As a suggestion for the development of LXD, I think work should be done to support smaller subnets, because most VPS’s come with a /64 prefix. In fact it would be cool if the lxd init script could auto detect the system’s ipv6 and ask if you want to use a portion of it.
Normal IPv6 allocation uses SLAAC which relies on EUI64 to compute an IPv6 address from your MAC address. This method cannot work with subnets smaller than a /64 as there simply isn’t enough bits left to encode the address through EUI64 (which as the name implies, will encode a mac address within 64bit of IPv6 address).
Smaller subnets should be fine if you turn on stateful DHCPv6 as dnsmasq will then operate normal DHCP rather than rely on EUI64, but doing that will/may require changes to the network config inside each container you create so they perform full stateful DHCPv6.
It’s also worth noting that the IPv6 allocation RFC (rfc6177) specifies an allocation of /56 to end users or /48 for larger sites.
Providers giving you a single /64 (not even routed separately from the /64 for the physical host) are not following the recommended allocation for IPv6 subnets to customers.
You can also normally reconfigure your hosts external interface to have a single IP in that single /64 block but configure the single address as a /128 address, then you can use the rest of the /64 on the lxdbr0 network, with stateless slaac rather than needing to use ipv6.dhcp.stateful=true
This has been done a couple of times on this forum with Hetzner as they route the /64 subnet direct to the host without needing an NDP response from the host for each IP.
This is where it really helps to have an ISP/Host that is following IPv6 deployment recommendations, and providing an option to route addition subnet(s) to you host machine. Then your host can act as a router and you can then allocate the additional subnets to LXD’s network. That way there’s no need for messing about with proxy NDP (this is where you tell the host to artificially reply to NDP enquiries for a particular IP on a particular external interface that is not actually bound on the LXD host).
Proxy NDP can be used to ‘advertise’ specific IPs that LXD is using on its internal network to the wider external network when the ISP only provides a single /64 subnet at L2 to the host. This allows traffic for those IP to arrive at the LXD host’s external interface, at which point if the LXD host has the correct routes locally it will then route the packets into the LXD network as normal.
We provide a routed NIC type that will allow this occur.
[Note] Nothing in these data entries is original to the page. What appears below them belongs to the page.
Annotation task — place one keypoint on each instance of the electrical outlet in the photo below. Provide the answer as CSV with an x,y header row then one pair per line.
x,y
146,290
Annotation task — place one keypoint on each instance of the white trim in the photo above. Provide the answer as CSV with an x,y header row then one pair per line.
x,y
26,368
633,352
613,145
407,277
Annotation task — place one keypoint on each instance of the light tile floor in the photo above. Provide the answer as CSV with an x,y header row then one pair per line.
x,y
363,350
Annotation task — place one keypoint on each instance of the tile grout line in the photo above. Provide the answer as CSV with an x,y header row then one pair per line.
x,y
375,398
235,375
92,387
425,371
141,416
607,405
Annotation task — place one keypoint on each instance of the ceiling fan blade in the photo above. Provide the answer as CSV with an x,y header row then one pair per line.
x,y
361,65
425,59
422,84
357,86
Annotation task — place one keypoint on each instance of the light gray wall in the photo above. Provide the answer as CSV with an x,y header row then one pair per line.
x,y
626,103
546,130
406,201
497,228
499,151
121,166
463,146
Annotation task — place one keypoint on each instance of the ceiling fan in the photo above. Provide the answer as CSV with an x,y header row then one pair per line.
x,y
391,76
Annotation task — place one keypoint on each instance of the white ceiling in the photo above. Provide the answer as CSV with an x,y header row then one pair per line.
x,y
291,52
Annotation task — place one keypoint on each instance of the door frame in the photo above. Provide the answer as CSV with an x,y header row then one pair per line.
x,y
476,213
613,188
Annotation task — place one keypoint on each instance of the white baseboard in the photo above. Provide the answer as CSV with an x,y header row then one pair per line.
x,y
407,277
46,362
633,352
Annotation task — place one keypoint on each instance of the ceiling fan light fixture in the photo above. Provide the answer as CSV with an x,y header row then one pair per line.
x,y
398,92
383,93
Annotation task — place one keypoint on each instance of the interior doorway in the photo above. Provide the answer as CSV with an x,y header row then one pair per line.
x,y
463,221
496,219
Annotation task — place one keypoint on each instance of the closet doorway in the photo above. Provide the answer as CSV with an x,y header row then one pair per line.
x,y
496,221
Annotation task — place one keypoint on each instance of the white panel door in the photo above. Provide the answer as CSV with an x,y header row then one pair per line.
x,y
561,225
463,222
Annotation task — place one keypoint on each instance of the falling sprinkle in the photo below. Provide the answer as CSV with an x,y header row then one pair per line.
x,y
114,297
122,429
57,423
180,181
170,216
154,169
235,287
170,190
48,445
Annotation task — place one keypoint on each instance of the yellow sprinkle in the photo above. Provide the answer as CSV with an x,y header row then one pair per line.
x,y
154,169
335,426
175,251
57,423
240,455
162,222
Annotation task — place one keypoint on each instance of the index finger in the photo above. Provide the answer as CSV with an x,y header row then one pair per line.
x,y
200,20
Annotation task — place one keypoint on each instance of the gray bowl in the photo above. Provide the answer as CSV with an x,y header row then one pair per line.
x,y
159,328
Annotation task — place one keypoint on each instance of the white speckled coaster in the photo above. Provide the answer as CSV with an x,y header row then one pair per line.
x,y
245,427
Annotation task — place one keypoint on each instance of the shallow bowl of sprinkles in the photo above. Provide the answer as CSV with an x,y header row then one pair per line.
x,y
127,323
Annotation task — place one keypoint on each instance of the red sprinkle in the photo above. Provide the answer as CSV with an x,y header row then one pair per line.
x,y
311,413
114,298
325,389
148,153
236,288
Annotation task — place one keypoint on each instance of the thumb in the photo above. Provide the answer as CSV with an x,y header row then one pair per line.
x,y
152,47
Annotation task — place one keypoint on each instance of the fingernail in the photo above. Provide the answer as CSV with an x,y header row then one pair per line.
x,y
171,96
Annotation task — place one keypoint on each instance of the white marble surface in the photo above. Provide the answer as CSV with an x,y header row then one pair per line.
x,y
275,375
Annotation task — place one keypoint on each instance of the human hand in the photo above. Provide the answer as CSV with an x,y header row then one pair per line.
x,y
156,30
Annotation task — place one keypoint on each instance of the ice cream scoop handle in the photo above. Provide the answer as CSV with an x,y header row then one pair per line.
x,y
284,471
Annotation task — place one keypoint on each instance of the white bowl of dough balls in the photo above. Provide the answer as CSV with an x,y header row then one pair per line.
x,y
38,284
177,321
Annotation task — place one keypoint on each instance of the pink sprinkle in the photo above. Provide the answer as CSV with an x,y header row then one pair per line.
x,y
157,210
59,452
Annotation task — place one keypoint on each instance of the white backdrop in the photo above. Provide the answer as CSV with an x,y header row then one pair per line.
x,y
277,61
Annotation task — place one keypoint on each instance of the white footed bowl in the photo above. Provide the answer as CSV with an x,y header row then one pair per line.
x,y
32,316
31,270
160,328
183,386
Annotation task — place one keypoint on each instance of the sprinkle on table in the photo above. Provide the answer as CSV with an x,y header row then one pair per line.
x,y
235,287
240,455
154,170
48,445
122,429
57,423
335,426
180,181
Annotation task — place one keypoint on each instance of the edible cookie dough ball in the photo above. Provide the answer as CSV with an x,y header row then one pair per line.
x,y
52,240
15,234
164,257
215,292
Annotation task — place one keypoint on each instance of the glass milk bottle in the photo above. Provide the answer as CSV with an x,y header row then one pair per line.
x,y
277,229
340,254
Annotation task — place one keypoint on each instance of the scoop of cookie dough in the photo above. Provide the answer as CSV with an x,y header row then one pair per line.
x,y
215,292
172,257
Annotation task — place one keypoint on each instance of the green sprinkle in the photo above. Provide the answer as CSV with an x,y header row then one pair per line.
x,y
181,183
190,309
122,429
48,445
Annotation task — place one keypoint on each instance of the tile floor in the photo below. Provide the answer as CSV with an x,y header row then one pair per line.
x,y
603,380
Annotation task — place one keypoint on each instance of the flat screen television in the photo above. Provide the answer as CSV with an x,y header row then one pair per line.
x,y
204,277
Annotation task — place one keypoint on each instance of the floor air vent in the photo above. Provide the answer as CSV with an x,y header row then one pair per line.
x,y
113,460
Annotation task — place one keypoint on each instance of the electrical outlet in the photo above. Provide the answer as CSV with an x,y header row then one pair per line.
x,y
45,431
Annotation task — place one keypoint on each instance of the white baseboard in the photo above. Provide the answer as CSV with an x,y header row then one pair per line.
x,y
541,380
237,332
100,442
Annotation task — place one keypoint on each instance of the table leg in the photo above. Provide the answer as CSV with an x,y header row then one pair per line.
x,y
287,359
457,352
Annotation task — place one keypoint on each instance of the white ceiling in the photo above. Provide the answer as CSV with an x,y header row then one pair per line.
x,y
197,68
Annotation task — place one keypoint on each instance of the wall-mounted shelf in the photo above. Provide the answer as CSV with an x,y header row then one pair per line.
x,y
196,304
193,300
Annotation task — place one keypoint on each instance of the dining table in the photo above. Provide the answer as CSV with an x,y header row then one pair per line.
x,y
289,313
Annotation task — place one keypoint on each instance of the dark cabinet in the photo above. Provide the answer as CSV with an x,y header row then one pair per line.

However because Linux’s proxy NDP support only allows single IPs to be advertised, rather than an entire subnet, the routed NIC doesn’t support SLAAC/DHCPv6, and IPs must be statically allocated in LXD and configured inside the container.
See
The other alternative is to run a separate daemon, something like ndppd which can be configured to artificially respond to all NDP queries for a particular subnet:
I suppose if docker uses a single IP per container and adds a static route to the host, then you could also use proxy NDP on the lxdbr0 to advertise the addition single IPs to the lxdbr0. Its a bit of a faff though and having multiple /64 subnets would be a lot easier.